ABSTRACT

It was at the end of the 1890s that the reading public first became aware of Limehouse as London’s Chinatown. Sax Rohmer’s Limehouse, a place of “dark narrow streets and sinister-looking alleys,” was a straightforward exploitation of current press anxieties which makes the Chinatown fiction of his lesser known contemporary, Thomas Burke, appear all the more remarkable (Rohmer 1919: 115). While it is through the figure of Rohmer’s evil genius Dr Fu-Manchu that Chinese Limehouse retains its hold on our imagination today, Thomas Burke with his scandalous tales of Limehouse love made a formative contribution to the ‘queer spell’ that the very idea of Limehouse came to exert during the early twentieth century. It was Rohmer who used this term in a 1957 article, “How Fu Manchu Was Born.” He explains his character’s genesis in “the sordid drama of Limehouse, with its orchestral accompaniment of river noises, [ … ] its frequent fog effects and sinister, sadistic crimes” that had cast its “queer spell” over him.
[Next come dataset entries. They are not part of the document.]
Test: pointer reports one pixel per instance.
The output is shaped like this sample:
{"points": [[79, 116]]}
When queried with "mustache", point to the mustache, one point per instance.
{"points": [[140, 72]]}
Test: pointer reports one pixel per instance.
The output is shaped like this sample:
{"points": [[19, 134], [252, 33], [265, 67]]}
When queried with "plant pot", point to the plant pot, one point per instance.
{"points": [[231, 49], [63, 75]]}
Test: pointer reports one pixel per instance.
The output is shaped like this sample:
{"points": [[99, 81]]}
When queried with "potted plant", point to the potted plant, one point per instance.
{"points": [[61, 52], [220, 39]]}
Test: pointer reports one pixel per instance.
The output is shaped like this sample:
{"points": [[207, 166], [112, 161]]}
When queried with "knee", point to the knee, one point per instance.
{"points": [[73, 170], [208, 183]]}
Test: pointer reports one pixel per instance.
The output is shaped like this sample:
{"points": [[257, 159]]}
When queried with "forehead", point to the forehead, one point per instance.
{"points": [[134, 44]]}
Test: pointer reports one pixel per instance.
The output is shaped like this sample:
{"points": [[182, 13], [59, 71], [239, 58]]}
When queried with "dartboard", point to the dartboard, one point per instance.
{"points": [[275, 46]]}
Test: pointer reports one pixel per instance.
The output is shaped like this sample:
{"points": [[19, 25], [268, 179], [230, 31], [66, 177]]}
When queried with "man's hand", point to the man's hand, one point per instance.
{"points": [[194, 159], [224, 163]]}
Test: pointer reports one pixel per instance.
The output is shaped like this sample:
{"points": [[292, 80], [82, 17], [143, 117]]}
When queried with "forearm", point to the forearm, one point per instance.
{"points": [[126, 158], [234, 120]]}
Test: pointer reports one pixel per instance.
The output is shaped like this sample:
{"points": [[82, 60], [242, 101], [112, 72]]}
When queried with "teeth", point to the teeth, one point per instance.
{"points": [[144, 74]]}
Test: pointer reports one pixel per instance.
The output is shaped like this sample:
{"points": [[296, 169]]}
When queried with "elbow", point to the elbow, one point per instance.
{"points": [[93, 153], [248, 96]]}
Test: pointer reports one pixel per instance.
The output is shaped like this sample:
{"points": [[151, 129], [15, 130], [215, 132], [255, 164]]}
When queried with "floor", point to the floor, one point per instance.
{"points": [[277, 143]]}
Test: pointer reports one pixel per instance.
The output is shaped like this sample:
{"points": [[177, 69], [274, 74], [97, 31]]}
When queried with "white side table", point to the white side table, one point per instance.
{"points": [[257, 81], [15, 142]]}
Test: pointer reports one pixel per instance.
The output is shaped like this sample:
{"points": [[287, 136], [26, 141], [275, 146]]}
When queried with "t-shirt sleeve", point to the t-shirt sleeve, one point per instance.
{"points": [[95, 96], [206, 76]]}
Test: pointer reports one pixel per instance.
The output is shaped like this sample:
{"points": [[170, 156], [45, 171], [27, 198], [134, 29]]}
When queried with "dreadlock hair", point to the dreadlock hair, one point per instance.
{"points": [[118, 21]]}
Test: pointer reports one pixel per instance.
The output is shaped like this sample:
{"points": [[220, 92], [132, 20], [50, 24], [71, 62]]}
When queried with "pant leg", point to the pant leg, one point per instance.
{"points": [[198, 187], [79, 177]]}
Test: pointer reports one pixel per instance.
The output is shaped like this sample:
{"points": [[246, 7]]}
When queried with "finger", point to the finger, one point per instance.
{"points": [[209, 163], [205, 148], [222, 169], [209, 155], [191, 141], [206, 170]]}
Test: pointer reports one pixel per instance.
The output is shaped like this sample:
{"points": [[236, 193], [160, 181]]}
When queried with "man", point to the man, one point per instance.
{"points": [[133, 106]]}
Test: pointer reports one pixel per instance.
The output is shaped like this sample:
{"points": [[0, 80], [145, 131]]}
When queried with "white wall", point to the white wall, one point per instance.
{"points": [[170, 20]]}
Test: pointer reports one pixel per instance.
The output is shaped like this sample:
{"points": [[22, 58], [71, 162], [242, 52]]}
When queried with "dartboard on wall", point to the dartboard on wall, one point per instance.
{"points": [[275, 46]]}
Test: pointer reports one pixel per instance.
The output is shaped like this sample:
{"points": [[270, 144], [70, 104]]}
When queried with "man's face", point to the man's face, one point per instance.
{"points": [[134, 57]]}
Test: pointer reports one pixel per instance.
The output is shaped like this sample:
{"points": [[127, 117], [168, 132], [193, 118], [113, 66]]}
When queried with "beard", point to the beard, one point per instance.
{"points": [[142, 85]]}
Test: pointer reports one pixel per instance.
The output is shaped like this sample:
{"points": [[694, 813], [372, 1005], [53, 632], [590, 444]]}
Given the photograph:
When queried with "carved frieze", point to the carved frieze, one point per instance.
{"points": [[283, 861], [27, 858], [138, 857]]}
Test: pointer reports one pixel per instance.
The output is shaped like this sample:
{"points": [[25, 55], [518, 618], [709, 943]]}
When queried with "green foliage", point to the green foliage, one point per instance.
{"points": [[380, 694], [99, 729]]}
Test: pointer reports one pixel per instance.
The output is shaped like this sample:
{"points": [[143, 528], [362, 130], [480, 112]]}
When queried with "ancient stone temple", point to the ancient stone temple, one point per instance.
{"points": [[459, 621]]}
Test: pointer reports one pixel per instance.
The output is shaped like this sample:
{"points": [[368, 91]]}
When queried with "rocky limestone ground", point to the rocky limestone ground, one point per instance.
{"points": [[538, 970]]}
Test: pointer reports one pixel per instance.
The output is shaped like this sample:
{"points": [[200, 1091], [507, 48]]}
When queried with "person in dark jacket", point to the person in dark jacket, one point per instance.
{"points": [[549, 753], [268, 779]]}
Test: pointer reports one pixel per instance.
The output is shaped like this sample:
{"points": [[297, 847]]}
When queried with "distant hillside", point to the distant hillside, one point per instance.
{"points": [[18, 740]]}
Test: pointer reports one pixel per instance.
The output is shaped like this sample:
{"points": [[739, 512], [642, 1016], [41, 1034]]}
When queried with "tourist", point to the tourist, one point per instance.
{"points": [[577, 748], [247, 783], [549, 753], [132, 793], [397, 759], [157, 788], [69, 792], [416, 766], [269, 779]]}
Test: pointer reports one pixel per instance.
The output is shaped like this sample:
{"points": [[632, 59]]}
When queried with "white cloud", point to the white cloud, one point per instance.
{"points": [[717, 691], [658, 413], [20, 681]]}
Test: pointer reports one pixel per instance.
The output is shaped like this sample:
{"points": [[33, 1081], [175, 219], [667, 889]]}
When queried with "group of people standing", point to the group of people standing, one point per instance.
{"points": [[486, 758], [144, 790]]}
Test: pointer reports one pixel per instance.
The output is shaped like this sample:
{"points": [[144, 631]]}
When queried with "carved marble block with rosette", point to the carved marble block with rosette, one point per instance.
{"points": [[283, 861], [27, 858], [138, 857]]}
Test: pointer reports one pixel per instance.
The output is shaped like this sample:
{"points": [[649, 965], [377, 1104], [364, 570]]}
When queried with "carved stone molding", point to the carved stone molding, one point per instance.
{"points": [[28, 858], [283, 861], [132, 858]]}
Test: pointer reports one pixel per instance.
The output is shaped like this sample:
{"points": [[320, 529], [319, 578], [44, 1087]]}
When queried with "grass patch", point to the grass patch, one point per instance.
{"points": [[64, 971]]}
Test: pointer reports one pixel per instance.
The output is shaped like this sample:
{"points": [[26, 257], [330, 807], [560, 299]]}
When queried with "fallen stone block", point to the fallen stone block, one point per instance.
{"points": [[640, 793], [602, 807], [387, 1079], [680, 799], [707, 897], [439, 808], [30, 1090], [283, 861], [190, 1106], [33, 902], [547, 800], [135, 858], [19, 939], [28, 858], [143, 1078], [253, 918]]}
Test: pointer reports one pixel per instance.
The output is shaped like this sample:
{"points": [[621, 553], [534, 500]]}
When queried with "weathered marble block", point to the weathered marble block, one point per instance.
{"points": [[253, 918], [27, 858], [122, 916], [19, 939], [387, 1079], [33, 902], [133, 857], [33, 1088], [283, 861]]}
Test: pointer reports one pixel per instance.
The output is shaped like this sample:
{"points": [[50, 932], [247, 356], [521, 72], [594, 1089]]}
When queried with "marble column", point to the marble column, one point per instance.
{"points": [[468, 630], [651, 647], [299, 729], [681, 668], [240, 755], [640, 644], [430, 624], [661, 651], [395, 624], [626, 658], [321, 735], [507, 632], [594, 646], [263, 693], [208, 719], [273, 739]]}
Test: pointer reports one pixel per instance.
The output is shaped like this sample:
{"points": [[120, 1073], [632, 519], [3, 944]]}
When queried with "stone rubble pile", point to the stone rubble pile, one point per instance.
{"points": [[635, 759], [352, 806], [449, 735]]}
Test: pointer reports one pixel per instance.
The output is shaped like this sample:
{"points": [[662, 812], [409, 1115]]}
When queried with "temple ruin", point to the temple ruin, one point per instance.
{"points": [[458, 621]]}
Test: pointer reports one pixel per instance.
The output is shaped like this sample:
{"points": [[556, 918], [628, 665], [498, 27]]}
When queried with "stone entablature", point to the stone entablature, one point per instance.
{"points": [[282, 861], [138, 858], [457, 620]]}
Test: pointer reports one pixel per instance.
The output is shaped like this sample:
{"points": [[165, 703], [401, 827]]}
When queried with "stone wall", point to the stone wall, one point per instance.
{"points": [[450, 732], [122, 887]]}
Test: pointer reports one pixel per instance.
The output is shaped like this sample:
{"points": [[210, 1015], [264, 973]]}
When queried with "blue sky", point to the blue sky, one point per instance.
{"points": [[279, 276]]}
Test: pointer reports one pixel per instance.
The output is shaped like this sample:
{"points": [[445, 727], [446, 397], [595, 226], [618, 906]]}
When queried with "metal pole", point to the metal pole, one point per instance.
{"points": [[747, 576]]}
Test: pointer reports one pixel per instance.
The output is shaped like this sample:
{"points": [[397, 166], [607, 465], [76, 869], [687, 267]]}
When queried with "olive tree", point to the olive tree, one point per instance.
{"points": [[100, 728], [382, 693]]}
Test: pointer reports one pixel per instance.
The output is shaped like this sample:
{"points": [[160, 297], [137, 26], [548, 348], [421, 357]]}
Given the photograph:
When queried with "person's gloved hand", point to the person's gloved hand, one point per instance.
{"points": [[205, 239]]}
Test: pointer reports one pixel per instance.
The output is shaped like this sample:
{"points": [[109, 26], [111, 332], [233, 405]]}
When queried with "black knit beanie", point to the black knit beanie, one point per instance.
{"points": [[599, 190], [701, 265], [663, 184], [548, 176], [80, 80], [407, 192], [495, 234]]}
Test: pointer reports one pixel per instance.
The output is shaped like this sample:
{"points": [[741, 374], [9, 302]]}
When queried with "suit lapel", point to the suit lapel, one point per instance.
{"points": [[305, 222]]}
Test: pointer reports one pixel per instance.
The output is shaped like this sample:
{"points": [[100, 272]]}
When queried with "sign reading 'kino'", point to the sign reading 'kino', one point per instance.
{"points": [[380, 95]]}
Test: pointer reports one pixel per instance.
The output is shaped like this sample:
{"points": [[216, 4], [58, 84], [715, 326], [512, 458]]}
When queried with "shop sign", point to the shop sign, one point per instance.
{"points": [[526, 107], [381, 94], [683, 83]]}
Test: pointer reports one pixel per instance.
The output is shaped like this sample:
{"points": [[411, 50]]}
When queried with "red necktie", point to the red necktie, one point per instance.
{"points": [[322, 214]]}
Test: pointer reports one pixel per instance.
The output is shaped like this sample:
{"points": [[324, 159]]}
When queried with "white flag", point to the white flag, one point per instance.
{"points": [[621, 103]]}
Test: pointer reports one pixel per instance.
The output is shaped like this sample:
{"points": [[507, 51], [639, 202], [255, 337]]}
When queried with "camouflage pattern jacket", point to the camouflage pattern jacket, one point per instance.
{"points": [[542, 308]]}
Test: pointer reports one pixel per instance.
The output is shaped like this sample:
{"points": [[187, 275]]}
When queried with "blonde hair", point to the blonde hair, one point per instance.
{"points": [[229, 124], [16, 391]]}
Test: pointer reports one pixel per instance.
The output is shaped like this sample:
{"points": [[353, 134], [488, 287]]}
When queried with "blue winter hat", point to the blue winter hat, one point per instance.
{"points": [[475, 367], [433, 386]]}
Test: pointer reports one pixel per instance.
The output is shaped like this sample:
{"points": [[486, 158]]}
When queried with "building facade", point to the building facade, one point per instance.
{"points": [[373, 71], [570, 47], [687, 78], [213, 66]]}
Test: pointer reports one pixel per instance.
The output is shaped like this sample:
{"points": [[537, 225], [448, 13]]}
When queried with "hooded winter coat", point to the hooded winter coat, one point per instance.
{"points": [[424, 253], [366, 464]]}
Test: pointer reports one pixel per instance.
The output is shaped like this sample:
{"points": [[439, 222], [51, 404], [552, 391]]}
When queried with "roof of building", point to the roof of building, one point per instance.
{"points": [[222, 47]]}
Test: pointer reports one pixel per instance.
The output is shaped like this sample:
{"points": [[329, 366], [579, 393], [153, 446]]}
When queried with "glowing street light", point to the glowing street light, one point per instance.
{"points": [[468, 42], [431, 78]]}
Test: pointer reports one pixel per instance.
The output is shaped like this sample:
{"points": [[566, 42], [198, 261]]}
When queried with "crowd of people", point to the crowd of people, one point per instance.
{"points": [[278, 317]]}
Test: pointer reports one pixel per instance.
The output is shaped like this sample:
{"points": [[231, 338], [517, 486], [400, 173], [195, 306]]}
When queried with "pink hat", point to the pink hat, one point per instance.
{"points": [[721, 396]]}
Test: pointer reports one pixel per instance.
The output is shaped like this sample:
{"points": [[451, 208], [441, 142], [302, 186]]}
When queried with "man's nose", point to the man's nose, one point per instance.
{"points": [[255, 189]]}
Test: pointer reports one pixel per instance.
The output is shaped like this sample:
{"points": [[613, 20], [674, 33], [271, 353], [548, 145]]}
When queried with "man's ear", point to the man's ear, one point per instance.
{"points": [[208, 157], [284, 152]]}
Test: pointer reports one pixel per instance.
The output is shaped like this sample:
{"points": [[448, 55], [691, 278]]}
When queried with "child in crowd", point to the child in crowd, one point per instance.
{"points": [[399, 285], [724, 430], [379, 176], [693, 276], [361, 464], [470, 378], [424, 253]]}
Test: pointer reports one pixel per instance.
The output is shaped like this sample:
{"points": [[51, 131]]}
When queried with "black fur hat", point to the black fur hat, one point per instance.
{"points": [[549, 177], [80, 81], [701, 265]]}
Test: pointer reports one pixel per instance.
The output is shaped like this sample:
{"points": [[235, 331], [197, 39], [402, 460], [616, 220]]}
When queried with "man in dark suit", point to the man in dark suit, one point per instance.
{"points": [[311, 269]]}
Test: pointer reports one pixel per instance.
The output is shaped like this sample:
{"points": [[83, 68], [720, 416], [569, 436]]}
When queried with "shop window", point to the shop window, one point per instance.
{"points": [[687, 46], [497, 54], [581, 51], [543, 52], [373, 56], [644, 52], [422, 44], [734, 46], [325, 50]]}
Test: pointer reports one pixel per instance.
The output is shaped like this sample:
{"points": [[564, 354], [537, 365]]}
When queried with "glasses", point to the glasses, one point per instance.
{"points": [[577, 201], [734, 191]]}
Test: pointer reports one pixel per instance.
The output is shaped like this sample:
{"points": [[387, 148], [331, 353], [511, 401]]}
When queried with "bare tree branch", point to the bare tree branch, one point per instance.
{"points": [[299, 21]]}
Although the earliest Fu-Manchu stories pre-date Burke’s Limehouse Nights: Tales of Chinatown (1916) by some years, Burke’s idiosyncratic articulation of the Limehouse effect is, I think, an unacknowledged or unconscious influence on Rohmer’s reminiscence here. 1 What I want to explore in this chapter are some of the socio-cultural aspects surrounding the “sordid drama” of Limehouse that account perhaps for Burke’s relative obscurity, despite having been a widely read and respected author in his day.